I just noticed that today. I don't know how long it's been now that one can translate from and into Latin with Google Translate. I'm guessing, not long, for two reasons: I think I would've noticed if Latin had been among the languages it works with for a while, and, there's a red "Alpha" in the lower-right corner of the box containing the machine's translation, and when you mouse-over it you see the message: "This language is still in early stages of development and not yet up to the same quality standards as our other languages."
I noticed that message after my first attempt to use it to translate from Latin into English. I entered "laboraverimus," which is one of the three mottos at the beginning of Handke's Wiederholung.(More precisely, the motto is "'...laboraverimus.' -- Columella.) The result Google Translate gave me was "efforts." No, I don't think that's quite it. I think it's more like "we are working toward truth," or... I really don't know what Columella was trying to tell us there, that's why "laboraverimus" was the first Latin term I entered. But I'm glad they're finally making an effort to include Latin, among, currently, more than 60 other languages. As I've mentioned before, a few years ago I was wrong about translation machines. At the time they were mostly valuable for their unintentionally comical characteristics. I boldly, and incorrectly, predicted to all and sundry that they would remain pretty much completely useless as practical translators for at least several decades. I assumed that the people making vastly more optimistic predictions were ignorant in very essential ways about language, or IT, or both. Nope, I was wrong, they were right.
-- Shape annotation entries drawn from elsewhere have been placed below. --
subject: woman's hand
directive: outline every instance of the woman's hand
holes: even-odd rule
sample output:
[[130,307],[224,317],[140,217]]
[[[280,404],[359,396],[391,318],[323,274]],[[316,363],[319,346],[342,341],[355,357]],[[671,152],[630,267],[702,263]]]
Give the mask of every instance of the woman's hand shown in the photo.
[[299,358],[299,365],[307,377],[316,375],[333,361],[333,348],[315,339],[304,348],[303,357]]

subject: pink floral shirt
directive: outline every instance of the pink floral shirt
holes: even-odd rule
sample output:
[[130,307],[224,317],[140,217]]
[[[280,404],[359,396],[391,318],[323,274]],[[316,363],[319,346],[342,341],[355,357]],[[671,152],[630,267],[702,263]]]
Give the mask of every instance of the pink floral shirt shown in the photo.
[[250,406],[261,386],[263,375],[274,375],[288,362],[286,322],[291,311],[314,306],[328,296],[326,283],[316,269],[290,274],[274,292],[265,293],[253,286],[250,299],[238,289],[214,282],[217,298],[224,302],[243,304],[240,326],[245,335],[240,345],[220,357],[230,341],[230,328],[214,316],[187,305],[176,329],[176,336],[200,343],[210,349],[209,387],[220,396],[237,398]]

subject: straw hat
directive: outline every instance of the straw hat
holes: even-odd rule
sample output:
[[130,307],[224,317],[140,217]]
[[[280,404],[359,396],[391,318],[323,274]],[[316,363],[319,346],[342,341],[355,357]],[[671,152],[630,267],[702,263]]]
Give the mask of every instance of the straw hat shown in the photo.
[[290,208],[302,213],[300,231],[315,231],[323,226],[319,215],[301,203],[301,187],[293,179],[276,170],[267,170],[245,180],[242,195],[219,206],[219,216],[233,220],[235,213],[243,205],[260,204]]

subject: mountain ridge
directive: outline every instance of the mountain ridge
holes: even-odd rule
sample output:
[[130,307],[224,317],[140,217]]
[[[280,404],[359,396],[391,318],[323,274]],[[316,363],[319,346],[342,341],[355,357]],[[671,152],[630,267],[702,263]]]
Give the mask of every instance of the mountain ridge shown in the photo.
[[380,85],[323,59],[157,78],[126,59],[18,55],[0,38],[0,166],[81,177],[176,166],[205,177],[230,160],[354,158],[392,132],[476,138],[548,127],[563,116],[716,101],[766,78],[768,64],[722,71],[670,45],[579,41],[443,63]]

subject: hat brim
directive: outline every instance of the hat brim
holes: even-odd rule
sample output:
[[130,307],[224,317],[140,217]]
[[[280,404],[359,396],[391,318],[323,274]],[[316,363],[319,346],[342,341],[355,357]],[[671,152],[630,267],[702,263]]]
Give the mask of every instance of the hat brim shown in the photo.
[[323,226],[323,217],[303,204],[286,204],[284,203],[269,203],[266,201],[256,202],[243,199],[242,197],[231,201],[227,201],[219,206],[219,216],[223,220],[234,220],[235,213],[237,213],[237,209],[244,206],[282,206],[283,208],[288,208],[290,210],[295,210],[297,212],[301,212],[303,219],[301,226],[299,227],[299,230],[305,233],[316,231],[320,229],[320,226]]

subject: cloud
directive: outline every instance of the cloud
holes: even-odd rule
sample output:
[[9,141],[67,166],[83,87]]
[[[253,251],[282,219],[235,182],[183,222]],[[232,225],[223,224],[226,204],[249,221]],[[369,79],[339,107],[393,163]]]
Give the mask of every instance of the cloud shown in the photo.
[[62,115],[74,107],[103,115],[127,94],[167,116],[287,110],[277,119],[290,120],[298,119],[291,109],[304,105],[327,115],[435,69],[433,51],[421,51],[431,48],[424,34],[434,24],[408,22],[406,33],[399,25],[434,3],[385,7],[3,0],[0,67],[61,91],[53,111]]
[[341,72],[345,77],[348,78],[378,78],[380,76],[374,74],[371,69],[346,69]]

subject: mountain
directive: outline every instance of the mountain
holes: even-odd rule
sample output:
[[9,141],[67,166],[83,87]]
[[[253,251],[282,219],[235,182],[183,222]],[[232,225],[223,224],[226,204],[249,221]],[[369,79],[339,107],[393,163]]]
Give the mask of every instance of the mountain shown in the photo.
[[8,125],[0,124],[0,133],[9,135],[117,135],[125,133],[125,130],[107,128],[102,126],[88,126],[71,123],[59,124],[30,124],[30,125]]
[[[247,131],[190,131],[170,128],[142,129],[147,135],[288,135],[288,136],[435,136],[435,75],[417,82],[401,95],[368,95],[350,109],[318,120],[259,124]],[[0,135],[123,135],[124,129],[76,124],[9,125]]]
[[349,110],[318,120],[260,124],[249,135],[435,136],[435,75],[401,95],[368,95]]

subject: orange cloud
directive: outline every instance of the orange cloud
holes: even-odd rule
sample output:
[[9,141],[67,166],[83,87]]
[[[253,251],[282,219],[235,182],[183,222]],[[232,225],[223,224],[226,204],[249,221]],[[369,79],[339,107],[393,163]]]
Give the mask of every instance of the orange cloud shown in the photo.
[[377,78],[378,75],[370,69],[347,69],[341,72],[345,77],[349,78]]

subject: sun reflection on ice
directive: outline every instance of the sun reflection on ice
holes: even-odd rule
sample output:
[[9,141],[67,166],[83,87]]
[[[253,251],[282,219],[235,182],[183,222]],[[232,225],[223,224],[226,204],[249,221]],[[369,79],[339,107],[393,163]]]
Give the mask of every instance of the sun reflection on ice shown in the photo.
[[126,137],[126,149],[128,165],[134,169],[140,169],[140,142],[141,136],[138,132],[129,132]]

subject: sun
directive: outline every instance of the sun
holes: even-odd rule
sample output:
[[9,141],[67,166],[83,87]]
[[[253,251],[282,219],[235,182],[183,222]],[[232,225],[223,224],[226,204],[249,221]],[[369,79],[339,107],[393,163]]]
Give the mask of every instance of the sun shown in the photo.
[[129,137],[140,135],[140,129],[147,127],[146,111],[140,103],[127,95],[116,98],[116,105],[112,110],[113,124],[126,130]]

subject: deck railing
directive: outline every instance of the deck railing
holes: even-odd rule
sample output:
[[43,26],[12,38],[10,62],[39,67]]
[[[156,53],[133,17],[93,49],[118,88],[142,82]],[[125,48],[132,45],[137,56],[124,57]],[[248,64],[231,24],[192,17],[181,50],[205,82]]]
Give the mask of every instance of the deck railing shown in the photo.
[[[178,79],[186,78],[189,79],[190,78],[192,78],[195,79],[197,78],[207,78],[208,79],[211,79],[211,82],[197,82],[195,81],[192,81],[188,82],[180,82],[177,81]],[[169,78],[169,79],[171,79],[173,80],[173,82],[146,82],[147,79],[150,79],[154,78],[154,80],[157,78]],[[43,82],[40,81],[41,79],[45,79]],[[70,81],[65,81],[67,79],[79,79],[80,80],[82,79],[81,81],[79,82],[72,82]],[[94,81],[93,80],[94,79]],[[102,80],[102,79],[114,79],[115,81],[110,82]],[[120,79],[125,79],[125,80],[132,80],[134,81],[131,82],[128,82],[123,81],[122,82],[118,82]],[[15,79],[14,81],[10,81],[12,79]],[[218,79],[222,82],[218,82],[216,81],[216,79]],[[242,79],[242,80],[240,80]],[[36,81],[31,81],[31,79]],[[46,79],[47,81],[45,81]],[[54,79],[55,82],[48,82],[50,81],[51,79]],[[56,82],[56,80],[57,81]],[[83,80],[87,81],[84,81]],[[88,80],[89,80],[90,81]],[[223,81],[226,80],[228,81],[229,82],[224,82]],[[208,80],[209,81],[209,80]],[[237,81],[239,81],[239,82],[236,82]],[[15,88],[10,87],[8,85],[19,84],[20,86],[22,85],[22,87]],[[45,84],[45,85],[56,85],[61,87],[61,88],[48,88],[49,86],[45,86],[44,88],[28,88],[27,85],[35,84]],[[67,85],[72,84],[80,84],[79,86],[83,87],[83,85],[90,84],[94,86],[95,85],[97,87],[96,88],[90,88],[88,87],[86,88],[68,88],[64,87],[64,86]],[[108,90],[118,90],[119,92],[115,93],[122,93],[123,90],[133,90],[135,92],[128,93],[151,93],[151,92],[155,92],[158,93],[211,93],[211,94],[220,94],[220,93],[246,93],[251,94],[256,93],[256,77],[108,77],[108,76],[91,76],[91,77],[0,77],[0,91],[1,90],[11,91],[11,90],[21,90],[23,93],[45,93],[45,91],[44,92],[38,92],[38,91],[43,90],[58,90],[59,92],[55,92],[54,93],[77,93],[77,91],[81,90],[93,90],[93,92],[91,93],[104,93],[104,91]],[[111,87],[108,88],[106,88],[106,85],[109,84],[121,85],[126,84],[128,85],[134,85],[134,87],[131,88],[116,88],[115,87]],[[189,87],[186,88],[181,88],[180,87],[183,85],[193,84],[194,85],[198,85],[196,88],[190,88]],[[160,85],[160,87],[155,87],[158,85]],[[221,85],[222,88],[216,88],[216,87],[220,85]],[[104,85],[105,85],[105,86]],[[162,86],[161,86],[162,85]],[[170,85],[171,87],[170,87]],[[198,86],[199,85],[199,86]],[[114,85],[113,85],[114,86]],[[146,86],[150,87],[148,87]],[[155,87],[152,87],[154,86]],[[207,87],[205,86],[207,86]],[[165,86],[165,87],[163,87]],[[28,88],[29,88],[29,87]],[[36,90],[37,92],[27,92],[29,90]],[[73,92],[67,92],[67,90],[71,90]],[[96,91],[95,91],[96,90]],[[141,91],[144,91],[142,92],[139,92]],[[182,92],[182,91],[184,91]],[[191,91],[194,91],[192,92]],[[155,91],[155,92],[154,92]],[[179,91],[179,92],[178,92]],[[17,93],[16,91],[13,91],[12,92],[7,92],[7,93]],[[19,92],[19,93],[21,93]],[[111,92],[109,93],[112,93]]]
Let's take another motto from the front another book which I read avidly before I could read Latin, Gaddis' Recognitions.That's what first got me interested in non-English languages, including Latin: authors writing in English such as Gaddis and Pynchon and -- well, all the best writers in English I knew tossed in quite a few untranslated foreign phrases, and I thought, These guys are all so cool, and they all seem to be at least a little bit multilingual, so I better be too. Thanks, guys. This motto is taken from Irenaeus' Advervus haereses: "Nihil cavum neque sine signo apud Deum," which means, "With God, nothing is without meaning." Google Translate gives us: "No hole or without a sign from God." Hm, no. It seems Google Translate is still not fluent in Latin.
I don't really know how optimistic to be about improvement here, because I have no idea how much of a priority this is for Google, nor do I have any idea how capable the people are who are working on it. I have checked out some other Latin-to-English online translators, and some appear to be copying Google, and others are doing significantly worse. There may currently be better free online Latin-to-English translation than Google somewhere, but I haven't found it yet. And of course I'm hoping that Google's improves rapidly. I'll be checking from time to time, definitely. And in the meantime, if anyone could help me out with "laboraverimus," that'd be extra-cool.
PS, 1:40PM: An easy and obvious way to learn what "laboraverimus" means didn't occur to me until after I wrote this post: just Google "laboraverimus." And when the results of that were inconclusive, because Handke is widely-read and much-discussed author, just Google "widerholung laboraverimus." It means "we will have worked." I suppose it's too late now to convincingly claim that that was my second guess. (But it was.)
PPS, 25. August 2015: They took the "beta" sign down from the Latin translator much too soon. It sucks. Don't use it.
PPPS, 1. February 2022: It's gotten a lot better.